Heavenly Date and Other Flirtations

Page 7

by Alexander McCall Smith


  They met the following week, and the week after that.

  At the second session, they touched on Michael’s problem, although it was still indirectly talked about. He noticed that the doctor picked up and used his own euphemisms and did not refer directly to what had really brought him to the therapist’s chair. There was talk of his “anxieties” and his “matrimonial difficulties” – never anything more specific.

  At the third meeting, though, it seemed to Michael as if something had changed between them. Dr Leberman appeared to be less interested in the generalities with which they had previously concerned themselves and started to ask questions which were more direct, more probing.
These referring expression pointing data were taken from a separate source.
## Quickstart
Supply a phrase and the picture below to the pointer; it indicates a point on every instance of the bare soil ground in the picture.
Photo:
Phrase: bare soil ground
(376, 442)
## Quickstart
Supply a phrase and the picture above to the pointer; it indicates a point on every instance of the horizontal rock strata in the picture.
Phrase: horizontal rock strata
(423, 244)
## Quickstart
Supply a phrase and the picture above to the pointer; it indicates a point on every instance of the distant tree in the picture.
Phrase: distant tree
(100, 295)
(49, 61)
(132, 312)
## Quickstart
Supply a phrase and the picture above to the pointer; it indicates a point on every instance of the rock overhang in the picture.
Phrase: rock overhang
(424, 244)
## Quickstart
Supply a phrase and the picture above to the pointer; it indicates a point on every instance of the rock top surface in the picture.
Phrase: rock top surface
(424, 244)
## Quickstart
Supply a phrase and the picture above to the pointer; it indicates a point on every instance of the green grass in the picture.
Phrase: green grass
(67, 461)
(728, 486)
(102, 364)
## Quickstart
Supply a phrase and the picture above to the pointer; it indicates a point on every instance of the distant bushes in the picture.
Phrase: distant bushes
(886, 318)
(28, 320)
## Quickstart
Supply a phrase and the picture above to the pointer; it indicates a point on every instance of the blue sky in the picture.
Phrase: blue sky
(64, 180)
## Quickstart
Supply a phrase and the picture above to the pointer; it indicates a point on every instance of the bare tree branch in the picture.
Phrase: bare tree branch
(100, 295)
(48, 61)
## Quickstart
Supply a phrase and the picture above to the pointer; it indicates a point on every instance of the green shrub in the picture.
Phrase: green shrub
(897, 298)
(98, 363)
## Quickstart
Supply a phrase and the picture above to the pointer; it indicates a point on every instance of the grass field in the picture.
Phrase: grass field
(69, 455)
He wanted to know how Michael felt about Anne – did he find her attractive? Did he look forward to her company when he was away from her? What did he expect of her in the marriage? Of course he had no answers to these questions, or, at least, no answers which appeared to satisfy Dr Leberman. Yes, he found her attractive, but even as he said that he realised that his reply lacked conviction.

  Dr Leberman noticed the hesitation and sat quietly, waiting for further elucidation.

  “She’s a very attractive woman. People have often said that. I’m lucky.” He hesitated; more seemed to be required. “She’s got a very good figure too. She’s in good shape.”

  “You find her sexually attractive too?”

  “Of course.” He was silent again. The doctor’s eyes, understanding, piercing, were fixed on him. They could tell, Michael knew, that he was lying.

  “And yet you can’t make love to her?”

  “No.” It was the second admission, but this time, unlike the occasion in the Headmaster’s study, it was not made in desperation. This was a completely flat acknowledgement, as a man admitting a failure.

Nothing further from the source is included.